Holes 1 and 2 are Not For Construction
Project Partner: Liam Cook
2021 - Harvard GSD Core IV - Instructor: Michelle Chang


Holes bound by thinness afford collective living that perceives community through sound.

We often focus our social attention on people at a distance, through digital communication, but in this proposal, occupants are aware of the physical presence of people in the same building as them. Sound travelling through the housing project is controlled to connect people, creating an energizing awareness for inhabitants that they are living with others. Neighbors and public visitors are sensed through the building, as anonymous architectural character. The expected emphasis on the ocularcentric aspects of housing design is deprioritized.

In order to achieve this acoustic modulation, the project is constructed from thin planes. Material is at times left as a single sheet to conduct sound, and at other times built up to create pockets of quietude and reverberation.
However, thinness is also explored tectonically; a language of folding, bending, panelization, and misaligned lapping is expressed at every scale of the project, from the details to the massing. Thinness is constantly revealed.

The housing is sandwiched by vast, unconditioned spaces: Holes 1 and 2. Hole 1 is a public park at the top of the building, full of air, breeze, and the sound of precipitation. Hole 2 is a mechanical and gathering space for the inhabitants, below the housing, filled with humming machinery and scattered pipes. Both seem barely constructed. Both are generous atmospheric destinations.

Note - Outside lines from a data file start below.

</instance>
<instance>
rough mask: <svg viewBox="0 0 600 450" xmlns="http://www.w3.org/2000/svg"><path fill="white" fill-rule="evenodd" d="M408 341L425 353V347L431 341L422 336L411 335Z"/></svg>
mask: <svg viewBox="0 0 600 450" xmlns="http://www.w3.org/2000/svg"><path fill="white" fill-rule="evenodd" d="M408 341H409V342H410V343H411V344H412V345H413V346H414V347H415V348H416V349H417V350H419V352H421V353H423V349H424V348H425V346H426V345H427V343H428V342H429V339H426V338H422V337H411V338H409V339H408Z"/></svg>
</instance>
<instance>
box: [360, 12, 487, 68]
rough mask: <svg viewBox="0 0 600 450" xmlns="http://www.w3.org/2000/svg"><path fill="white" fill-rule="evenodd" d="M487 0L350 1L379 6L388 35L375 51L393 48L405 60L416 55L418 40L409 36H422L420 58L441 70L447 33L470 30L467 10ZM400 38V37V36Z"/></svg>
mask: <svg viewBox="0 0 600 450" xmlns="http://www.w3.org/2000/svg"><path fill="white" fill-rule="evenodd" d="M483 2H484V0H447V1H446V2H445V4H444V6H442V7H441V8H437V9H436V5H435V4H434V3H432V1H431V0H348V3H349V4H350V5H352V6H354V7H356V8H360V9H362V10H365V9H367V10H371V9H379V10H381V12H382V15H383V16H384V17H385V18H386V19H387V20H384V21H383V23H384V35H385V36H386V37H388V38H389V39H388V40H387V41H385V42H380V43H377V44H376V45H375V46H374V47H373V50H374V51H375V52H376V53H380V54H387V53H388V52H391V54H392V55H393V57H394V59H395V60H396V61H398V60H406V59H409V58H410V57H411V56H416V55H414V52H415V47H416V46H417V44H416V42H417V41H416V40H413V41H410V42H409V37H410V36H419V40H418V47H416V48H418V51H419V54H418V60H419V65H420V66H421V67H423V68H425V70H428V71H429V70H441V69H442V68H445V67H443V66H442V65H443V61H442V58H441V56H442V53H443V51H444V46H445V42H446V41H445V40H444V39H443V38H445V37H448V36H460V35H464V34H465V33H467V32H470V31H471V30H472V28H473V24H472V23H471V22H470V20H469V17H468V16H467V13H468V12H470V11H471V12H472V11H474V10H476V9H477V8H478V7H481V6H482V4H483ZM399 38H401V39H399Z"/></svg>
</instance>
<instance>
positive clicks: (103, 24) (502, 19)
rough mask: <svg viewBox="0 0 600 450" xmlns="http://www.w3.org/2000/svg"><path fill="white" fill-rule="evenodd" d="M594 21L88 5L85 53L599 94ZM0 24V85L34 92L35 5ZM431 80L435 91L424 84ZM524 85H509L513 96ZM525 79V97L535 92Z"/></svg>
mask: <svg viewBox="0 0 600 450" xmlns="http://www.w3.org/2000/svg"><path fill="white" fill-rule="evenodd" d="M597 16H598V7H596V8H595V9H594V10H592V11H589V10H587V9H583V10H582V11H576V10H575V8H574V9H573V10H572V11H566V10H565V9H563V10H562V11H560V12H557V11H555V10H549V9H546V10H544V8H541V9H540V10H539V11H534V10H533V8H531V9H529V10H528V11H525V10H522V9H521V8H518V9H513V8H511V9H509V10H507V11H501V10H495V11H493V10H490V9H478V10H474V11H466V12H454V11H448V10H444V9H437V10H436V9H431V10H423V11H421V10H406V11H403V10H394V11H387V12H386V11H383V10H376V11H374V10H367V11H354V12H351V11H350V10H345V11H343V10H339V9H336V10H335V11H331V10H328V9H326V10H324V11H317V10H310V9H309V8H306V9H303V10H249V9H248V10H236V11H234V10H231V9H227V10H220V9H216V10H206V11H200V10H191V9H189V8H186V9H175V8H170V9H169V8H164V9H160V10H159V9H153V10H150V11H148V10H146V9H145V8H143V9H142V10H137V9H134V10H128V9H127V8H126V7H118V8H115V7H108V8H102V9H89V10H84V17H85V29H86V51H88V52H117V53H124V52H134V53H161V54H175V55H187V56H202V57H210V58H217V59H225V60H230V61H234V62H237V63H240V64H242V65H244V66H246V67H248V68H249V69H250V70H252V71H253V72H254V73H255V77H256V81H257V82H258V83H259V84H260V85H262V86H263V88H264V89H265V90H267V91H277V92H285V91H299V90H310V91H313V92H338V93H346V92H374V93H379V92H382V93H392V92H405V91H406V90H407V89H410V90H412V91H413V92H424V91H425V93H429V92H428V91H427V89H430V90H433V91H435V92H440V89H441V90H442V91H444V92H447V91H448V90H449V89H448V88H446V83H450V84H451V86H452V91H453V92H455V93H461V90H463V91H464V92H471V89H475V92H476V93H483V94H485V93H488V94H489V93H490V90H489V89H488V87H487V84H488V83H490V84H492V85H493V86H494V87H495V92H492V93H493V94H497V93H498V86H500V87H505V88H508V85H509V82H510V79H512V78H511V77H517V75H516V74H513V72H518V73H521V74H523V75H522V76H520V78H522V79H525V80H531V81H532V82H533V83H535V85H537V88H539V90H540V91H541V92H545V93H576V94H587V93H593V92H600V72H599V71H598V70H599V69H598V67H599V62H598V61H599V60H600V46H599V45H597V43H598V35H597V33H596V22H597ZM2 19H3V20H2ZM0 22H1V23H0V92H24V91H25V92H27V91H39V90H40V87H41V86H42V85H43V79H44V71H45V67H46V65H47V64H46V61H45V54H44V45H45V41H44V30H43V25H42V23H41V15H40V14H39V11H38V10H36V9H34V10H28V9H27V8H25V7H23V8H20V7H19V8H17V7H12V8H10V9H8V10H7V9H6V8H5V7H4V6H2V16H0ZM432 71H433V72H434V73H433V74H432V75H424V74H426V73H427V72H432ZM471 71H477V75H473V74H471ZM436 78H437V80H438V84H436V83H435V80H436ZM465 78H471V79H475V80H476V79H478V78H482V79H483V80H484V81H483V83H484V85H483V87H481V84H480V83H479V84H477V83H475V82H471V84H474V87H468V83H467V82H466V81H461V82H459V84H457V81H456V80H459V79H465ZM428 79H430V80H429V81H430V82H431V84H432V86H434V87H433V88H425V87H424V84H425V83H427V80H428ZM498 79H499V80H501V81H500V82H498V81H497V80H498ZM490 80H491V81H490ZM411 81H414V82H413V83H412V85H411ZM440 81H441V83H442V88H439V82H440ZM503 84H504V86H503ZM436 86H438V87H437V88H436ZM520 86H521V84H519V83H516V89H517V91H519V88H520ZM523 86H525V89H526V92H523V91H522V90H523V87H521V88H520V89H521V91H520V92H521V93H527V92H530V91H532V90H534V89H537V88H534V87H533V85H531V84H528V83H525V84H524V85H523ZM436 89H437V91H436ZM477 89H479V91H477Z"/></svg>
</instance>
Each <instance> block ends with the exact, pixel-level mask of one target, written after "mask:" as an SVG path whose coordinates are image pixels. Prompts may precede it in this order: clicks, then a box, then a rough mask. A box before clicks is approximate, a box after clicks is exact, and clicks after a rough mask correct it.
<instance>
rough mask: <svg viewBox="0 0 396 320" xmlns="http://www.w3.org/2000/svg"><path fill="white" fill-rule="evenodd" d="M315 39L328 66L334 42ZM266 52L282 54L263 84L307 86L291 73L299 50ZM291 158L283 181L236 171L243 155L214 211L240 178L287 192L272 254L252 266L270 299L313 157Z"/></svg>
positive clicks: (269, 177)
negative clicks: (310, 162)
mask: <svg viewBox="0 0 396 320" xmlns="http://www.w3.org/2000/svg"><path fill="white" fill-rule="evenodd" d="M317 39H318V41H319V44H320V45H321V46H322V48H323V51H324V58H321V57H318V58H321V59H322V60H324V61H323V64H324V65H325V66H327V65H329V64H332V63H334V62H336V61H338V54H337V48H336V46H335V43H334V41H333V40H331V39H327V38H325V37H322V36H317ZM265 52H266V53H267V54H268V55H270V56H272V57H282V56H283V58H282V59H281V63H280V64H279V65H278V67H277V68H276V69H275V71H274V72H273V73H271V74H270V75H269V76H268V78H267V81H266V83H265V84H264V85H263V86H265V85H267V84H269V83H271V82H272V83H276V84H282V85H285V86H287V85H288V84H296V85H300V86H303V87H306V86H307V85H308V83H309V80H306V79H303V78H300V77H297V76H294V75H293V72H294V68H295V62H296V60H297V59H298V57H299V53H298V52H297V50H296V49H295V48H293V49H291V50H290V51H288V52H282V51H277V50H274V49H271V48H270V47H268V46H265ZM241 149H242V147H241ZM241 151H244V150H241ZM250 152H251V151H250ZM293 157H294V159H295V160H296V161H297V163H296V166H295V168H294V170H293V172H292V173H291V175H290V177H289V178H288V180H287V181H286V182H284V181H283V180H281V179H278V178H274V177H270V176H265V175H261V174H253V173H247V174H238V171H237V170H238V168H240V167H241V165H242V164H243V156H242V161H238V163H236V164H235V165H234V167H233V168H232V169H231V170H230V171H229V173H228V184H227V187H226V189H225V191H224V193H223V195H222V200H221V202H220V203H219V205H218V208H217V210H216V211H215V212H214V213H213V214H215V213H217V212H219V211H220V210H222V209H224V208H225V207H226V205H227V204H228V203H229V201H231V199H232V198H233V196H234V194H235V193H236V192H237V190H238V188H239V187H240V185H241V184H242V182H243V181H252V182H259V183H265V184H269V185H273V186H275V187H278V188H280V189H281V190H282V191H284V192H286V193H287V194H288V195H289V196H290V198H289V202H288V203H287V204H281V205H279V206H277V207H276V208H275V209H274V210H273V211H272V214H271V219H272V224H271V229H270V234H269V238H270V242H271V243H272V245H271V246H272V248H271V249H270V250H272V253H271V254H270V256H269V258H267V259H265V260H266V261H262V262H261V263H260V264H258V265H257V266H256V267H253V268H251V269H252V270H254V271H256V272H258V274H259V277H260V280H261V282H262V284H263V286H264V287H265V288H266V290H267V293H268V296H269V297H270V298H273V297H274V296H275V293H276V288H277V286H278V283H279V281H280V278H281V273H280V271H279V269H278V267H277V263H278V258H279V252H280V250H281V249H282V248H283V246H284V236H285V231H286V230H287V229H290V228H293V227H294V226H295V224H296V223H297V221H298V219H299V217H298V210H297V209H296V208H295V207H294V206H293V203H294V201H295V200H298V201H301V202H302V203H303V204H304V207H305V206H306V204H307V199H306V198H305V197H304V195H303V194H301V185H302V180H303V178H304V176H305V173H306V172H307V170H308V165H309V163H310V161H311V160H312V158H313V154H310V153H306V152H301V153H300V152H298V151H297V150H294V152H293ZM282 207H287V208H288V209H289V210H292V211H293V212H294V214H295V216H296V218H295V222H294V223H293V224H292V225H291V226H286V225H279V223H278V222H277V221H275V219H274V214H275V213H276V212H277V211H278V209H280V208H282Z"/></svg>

In section, hole 1, four units, and hole 2 are arranged around vertical acoustic channels that bring the sounds of the collective spaces into the centers of the units. Yet in each unit, the hollow soundwell seems completely solid, and is perceived as a strange 10x10 foot gyp board monolith. It fills the plan as a constant roommate. The presence of neighbours, the park above, and the communal space below are all contained in this murmuring object.